Washington, D.C. — April 17, 2016 — Results for Development, the World Bank and 1,000 Days unveiled a groundbreaking study outlining how much donors and governments need to invest in nutrition — along with financing scenarios that suggest how costs could be divided equitably among donors and governments — to drive significant progress toward achieving four of the six World Health Assembly Global Nutrition Targets, specifically those focused on alleviating stunted growth, wasting and anemia, and increasing exclusive breastfeeding.
Malnutrition is the underlying cause in nearly half of deaths of children under age five every year. In addition, millions more women and children bear the burden of poor health caused by malnutrition and the global economy loses billions of dollars due to lost productivity and health care costs. Yet these losses are almost entirely preventable.
With just $3.9 billion currently invested and decades if under-investment, expanded action is urgently needed. An additional investment of $7 billion per year for the next 10 years could yield tremendous returns: 3.7 million child lives saved, at least 65 million fewer stunted children, and 265 million fewer women suffering from anemia in 2025 as compared to 2015.
To jump start progress, a smaller package of proven, cost-effective priority actions can be implemented immediately. Investing an additional $2.2 billion per year in nutrition over the next 10 years will help to save an estimated 2.2 million lives and result in 50 million fewer stunted children in 2025, empowering them to grow to their full physical and cognitive potential.

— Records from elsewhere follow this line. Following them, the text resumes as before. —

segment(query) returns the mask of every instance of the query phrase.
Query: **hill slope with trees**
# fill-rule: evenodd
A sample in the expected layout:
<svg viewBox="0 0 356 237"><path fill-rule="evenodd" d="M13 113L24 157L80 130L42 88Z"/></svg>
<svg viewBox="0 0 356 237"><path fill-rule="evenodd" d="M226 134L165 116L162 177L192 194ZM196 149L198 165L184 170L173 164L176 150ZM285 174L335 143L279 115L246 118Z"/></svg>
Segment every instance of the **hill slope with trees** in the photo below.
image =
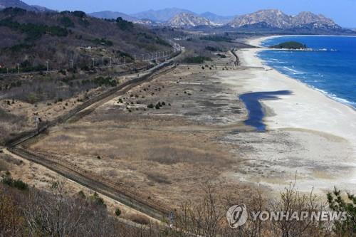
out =
<svg viewBox="0 0 356 237"><path fill-rule="evenodd" d="M33 12L18 8L0 11L0 67L14 70L88 65L92 58L132 60L143 53L169 51L171 46L142 26L102 20L82 11Z"/></svg>

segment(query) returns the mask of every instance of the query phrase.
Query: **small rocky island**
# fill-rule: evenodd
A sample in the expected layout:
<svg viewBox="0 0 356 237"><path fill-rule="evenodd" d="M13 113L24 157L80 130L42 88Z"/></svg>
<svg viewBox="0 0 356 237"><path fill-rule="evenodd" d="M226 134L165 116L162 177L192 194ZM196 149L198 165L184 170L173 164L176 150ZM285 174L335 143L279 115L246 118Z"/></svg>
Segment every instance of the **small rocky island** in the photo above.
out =
<svg viewBox="0 0 356 237"><path fill-rule="evenodd" d="M276 46L270 46L269 48L278 48L278 49L295 49L295 50L297 49L305 50L308 48L306 45L296 41L284 42Z"/></svg>

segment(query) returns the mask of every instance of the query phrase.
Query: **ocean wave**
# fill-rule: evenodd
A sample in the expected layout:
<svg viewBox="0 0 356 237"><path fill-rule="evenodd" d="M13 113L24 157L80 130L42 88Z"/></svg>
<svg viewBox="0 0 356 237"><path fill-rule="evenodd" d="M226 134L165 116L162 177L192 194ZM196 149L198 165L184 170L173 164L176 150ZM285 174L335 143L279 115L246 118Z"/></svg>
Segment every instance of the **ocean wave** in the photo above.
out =
<svg viewBox="0 0 356 237"><path fill-rule="evenodd" d="M351 105L354 108L356 108L356 102L350 101L350 100L344 99L344 98L341 98L338 97L337 95L336 95L335 94L331 94L331 93L328 93L328 91L325 91L324 90L321 90L320 88L315 88L313 85L310 85L309 84L308 84L308 85L310 85L313 89L322 93L323 94L325 95L328 98L332 98L333 100L334 100L335 101L337 101L342 104L345 104L347 105Z"/></svg>
<svg viewBox="0 0 356 237"><path fill-rule="evenodd" d="M293 68L290 68L289 67L287 67L287 66L283 66L283 67L284 69L286 69L288 70L288 71L291 72L294 75L302 75L302 74L305 74L305 73L303 72L300 72L300 71L298 71L298 70L294 70Z"/></svg>

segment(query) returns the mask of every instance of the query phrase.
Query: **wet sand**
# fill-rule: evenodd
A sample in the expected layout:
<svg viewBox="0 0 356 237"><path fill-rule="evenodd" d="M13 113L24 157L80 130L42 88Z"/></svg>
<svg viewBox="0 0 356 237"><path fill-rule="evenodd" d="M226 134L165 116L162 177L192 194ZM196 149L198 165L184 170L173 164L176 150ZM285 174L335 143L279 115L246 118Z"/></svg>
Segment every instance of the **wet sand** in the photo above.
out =
<svg viewBox="0 0 356 237"><path fill-rule="evenodd" d="M258 46L263 39L250 44ZM280 189L297 174L297 186L325 192L337 186L356 191L356 111L306 85L263 64L256 56L261 48L238 52L242 70L221 74L226 86L244 93L290 91L274 100L259 102L266 132L226 136L239 144L244 167L233 179Z"/></svg>

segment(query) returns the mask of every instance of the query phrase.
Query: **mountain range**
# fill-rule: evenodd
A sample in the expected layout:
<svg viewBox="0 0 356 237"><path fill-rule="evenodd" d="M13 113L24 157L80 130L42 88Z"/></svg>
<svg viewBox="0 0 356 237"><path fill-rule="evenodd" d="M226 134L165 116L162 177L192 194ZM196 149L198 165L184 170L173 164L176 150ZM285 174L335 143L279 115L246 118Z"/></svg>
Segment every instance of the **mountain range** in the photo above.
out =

The analysis was presented at an event hosted by the World Bank with keynote speaker Bill Gates, co-chair of the Bill & Melinda Gates Foundation.
“An investment in nutrition can help make every other investment in health and development pay off,” said Gates. “And while progress is possible, it is not inevitable. With the release of today’s analysis by the World Bank and Results for Development, we know there are proven, cost-effective tools to combat malnutrition – such as food fortification and breastfeeding. Investments in these interventions will help ensure millions more children globally have the opportunity to survive and thrive.”
Results for Development’s analysis of the financing possibilities show that if country governments and donors work together in a coordinated fashion in the spirit of “Global Solidarity,” the extra funds for nutrition can be raised over the coming decade. To generate the additional $22 billion required for the priority package, countries with high malnutrition rates will have to raise nutrition-focused funding from 1% to about 1.6% over the next decade. And donors will need to boost the fraction of development aid dedicated to nutrition to just 1.3% by 2021.
“These increases in country and donor outlays will be challenging but they are achievable, if there is a strong national and global commitment to reducing malnutrition,” said former Results for Development Managing Director Robert Hecht. “When leaders see the huge health benefits and economic returns on these investments to stop stunting, wasting, and anemia in children and women, we think they will motivated to allocate the modest extra funds required to save millions of brains and lives”
Now, all eyes will be on the African Leaders for Nutrition event at the African Development Bank’s meeting in Lusaka in May and on the Nutrition for Growth Summit in Rio de Janeiro in August. The world’s leaders often tout fighting malnutrition as a priority, but now they have a roadmap for action. Will they heed it?